Kelly Services are recruiting for a QA Specialist on a temporary basis for a Dublin based pharmaceutical company until July 2022. The Quality Assurance Technical Support (QA TS) Specialist is a senior position within the QA function which will typically report to a QA Senior Manager and will be required to be a Subject Matter Expert in their assigned area of responsibility.
* Provide overall quality direction and oversight for key functional areas (i.e. Process Development, Validation, Quality Control, Supply Chain, Engineering, Information Systems), ensuring that programs, policies and procedures are robust and in keeping with regulatory and Amgen expectations.
* Quality review and approval of Process Development and Validation documentation
o Review of DS & QRAES documents
o Review of validation Plans, Protocols, IQ, OQ, PQ and associated validation documents
o Review of executed validation documents and reports
* Act as Quality point of contact and decision maker during New Product Introductions, Technology Transfer and Process Validation activities whilst ensuring that all activities meet Amgen and regulatory expectations.
* Support a safe working environment by complying with all pertinent environmental health/safety practice, rules and regulations
* Provide Quality direction and input at Change Control Review Board and assume QA oversight of change control and Deviation/CAPA records; ensuring scope of record is clear and implementation activities are robust and timely.
* Write, review and approve Standard Operating Procedures in accordance with Amgen Policies.
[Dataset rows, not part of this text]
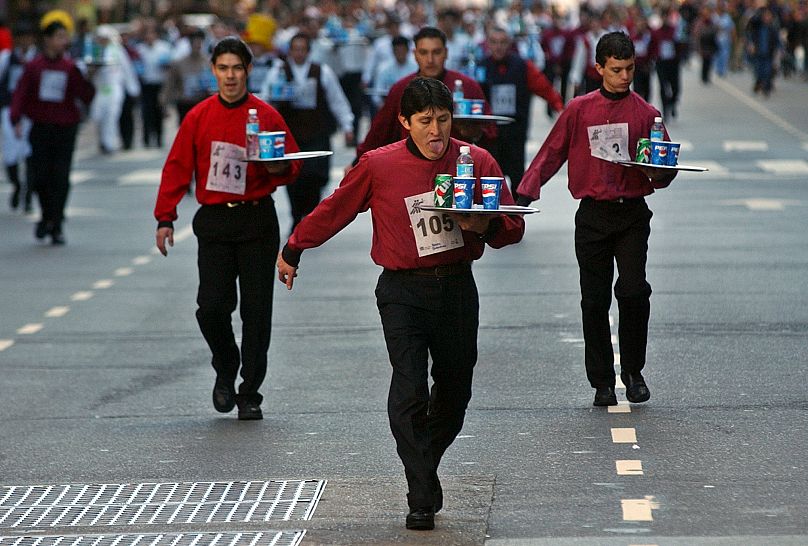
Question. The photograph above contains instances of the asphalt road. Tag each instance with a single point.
(106, 380)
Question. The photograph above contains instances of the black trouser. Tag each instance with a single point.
(126, 122)
(608, 232)
(304, 193)
(509, 151)
(424, 316)
(239, 243)
(152, 112)
(51, 159)
(668, 74)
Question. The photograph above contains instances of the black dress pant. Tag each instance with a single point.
(607, 233)
(423, 316)
(238, 247)
(51, 159)
(305, 192)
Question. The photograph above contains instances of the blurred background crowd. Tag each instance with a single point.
(153, 54)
* Perform all activities in compliance with Amgen safety standards and SOPs
In line with business requirements, these responsibilities may expand or otherwise include additional areas of responsibility which are not described in this specification but are associated with the role
* University degree. Science or Engineering related discipline preferred.
* Understanding of principles of Validation and New Product Introduction
* Relevant experience (5yrs +) working in the pharmaceutical or biotechnology industry as a Subject Matter Expert providing overall quality direction and oversight for key functional areas (i.e. Process Development, Validation, Quality Control, Supply Chain, Engineering, Information Systems)
* Experience in change control, non-conformance, corrective and preventative actions, and validation practices.
* Ability to operate across functional boundaries, both internal and external.
* Ability to work independently and remotely with minimum direct supervision.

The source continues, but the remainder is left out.